Your mother fell and was only bruised, thankfully. No matter where you place her, she is likely going to fall again, even with supervision. There is no such thing as 24/7 supervision in any managed care facility on earth; even if you were to hire someone to sit with her 24/7, she can STILL fall b/c that's just the way it goes. The aide will have to use the bathroom or take a break herself; so your mom will be 'unsupervised' at some points throughout the day no matter WHAT. And then there's sleep; no aide will stay up all night long to watch mom sleep and make sure she stays asleep. Many of my mother's falls have been out of bed.

So don't dwell on falls or be unrealistic about the fact that they happen to elders and there's nobody to blame, really. As far as the ER goes, I would think if your mom had a lung collapse or pneumonia, they'd have admitted her, right?
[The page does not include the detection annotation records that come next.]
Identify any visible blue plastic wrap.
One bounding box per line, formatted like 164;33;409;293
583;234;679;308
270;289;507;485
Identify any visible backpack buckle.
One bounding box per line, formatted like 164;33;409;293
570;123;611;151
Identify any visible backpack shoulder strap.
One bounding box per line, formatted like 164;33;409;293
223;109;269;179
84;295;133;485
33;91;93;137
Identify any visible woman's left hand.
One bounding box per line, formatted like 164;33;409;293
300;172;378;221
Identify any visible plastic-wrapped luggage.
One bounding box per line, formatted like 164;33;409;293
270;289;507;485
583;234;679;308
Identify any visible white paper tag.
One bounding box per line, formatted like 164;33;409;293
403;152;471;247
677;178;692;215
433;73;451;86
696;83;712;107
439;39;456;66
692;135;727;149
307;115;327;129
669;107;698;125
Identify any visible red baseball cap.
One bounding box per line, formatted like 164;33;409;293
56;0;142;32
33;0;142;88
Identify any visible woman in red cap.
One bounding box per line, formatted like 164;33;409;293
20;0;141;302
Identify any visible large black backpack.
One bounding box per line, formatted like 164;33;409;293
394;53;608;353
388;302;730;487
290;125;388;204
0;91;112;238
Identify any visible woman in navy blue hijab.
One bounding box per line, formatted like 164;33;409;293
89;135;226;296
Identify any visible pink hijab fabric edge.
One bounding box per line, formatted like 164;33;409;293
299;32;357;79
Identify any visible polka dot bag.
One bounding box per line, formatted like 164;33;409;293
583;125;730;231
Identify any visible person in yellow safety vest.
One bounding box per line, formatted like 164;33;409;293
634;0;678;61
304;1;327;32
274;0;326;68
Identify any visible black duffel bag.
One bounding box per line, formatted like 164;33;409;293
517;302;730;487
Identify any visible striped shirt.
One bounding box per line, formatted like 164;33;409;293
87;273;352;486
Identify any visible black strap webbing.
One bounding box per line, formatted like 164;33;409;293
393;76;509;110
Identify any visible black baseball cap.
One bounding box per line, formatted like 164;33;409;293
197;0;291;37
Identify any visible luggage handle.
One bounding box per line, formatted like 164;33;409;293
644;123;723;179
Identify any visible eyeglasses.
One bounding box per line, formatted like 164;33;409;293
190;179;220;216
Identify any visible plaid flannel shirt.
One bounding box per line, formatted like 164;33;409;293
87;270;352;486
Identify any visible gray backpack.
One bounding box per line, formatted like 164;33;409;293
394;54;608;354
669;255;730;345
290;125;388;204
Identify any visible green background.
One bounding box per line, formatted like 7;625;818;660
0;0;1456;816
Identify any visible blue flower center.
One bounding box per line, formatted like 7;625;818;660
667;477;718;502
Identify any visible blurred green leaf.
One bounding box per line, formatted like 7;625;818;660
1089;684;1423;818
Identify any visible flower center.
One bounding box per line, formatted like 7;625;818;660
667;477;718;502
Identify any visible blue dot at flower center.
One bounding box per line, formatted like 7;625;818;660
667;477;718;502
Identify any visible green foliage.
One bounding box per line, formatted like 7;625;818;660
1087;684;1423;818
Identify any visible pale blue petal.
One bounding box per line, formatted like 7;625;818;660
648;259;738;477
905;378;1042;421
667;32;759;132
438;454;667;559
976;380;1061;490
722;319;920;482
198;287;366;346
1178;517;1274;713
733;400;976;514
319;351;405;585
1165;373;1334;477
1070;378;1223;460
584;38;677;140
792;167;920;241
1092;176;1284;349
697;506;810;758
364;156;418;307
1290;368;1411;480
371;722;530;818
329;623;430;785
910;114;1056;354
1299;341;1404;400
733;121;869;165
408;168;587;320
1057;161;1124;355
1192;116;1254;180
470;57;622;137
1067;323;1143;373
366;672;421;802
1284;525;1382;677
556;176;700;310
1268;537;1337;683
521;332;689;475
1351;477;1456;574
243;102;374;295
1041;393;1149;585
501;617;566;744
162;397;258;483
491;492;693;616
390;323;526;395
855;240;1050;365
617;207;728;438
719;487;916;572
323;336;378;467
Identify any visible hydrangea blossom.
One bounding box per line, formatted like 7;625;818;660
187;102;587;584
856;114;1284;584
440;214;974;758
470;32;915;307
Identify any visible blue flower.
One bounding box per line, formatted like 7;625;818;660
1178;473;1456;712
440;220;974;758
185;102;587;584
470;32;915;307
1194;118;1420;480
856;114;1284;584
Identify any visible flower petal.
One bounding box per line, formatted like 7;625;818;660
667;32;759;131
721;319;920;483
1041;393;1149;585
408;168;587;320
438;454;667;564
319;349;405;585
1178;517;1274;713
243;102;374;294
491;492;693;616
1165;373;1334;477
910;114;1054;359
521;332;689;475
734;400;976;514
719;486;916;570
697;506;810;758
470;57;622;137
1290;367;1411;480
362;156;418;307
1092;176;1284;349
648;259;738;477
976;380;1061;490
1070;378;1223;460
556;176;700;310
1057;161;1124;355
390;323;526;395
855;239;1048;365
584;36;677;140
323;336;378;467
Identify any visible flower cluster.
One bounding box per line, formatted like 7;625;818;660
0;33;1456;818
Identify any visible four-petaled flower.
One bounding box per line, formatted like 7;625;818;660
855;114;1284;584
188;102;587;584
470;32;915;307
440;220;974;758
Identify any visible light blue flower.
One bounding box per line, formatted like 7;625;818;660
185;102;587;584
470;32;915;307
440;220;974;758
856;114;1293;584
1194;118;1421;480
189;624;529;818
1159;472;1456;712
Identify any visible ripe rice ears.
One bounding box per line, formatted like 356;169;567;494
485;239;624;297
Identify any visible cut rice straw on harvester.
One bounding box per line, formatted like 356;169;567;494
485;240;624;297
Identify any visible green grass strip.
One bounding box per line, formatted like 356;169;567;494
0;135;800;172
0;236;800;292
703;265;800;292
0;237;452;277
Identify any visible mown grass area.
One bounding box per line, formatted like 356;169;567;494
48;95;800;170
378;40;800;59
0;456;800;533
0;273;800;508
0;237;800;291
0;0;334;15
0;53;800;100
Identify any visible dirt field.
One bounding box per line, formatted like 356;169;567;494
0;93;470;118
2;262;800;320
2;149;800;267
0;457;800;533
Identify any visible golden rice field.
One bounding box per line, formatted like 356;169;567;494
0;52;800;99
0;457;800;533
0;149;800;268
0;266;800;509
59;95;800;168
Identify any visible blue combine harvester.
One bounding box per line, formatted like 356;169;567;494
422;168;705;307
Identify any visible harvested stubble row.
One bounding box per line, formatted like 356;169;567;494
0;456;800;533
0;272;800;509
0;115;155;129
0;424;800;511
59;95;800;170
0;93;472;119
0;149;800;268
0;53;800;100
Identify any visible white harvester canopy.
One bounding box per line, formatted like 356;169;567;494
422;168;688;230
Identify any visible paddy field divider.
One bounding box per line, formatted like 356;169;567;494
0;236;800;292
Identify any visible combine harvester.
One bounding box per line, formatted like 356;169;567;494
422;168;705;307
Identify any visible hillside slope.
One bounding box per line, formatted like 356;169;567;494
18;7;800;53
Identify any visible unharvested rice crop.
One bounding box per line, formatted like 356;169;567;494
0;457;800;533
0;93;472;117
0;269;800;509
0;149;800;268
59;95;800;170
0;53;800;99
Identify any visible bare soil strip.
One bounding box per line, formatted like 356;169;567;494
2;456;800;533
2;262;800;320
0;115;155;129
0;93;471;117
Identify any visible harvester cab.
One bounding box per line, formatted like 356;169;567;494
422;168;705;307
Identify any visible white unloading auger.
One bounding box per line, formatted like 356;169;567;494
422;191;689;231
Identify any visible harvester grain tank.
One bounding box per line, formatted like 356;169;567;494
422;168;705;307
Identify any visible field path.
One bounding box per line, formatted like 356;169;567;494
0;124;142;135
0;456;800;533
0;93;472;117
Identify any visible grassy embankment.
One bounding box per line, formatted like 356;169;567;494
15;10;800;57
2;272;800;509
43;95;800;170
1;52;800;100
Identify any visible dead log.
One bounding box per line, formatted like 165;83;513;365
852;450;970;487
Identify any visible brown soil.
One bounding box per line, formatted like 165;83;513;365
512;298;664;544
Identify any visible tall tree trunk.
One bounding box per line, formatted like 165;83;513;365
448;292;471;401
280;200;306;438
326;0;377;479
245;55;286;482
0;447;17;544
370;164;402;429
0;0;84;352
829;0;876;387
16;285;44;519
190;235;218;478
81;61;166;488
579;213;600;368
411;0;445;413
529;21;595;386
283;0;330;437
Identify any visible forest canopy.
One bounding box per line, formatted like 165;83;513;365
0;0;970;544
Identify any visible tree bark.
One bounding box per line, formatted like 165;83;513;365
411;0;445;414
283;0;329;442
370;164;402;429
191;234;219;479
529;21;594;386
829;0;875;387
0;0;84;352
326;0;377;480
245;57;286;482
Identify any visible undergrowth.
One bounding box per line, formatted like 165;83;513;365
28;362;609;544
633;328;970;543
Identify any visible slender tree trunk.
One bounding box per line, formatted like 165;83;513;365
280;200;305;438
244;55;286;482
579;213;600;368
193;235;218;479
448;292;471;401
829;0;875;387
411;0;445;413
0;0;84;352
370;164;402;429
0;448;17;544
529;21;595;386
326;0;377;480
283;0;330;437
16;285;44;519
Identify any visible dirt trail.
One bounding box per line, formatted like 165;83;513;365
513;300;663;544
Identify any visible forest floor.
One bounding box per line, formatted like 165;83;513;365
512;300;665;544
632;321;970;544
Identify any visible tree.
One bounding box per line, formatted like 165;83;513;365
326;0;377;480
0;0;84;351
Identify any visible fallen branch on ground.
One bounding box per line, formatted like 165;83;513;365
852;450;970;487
Then again, I had to have my mother taken to the ER recently for chest pain, and they gave us the bum's rush, to be honest with you. She didn't have Covid, so they wanted her OUT of there, gave her a blood test (for chest pain) and off she went. The EKG was given to her in the ambulance, it was normal, so that was that. No CT scan for a pulmonary embolism (which is what I think was going on), nope. Disgraceful how they treat elders these days, imo.

In my opinion, it sounds like your mother might be better off in a SNF, certainly not independent living with 24/7 supervision. She has too many issues/needs to warrant having only one person in charge of her care. She's like my mother in that she would do better with an entire team looking after her. And in a SNF, they have the equipment to look after her properly vs. a Memory Care which is more limited in what they can do. For example, my mother was getting horrific nose bleeds from her blood thinners; each time at the AL and the MC, she'd be sent off to the ER in an ambulance to get them to stop the bleeding. When she was in a SNF for rehab after a hospital stay, she got a nose bleed and THEY handled it there w/o even calling me! No ER visit, nothing. They were able to get the bleeding to stop in short order. If she were in a SNF, I don't think you'd need to get an apartment closer to your mom, either, b/c they wouldn't be calling you every 15 minutes like they do in a Memory Care ALF! Trust me, I know..........I've gotten 3 or 4 calls a DAY from the MC on some days. My mother is this-close to needing a SNF herself, and even closer to running out of money to private pay for the MC, so I'll be going the SNF route myself come summertime.

Wishing you the best of luck finding the right situation for your mom. Sending you a hug and a prayer for peace; I feel your pain when you say you're a nervous wreck.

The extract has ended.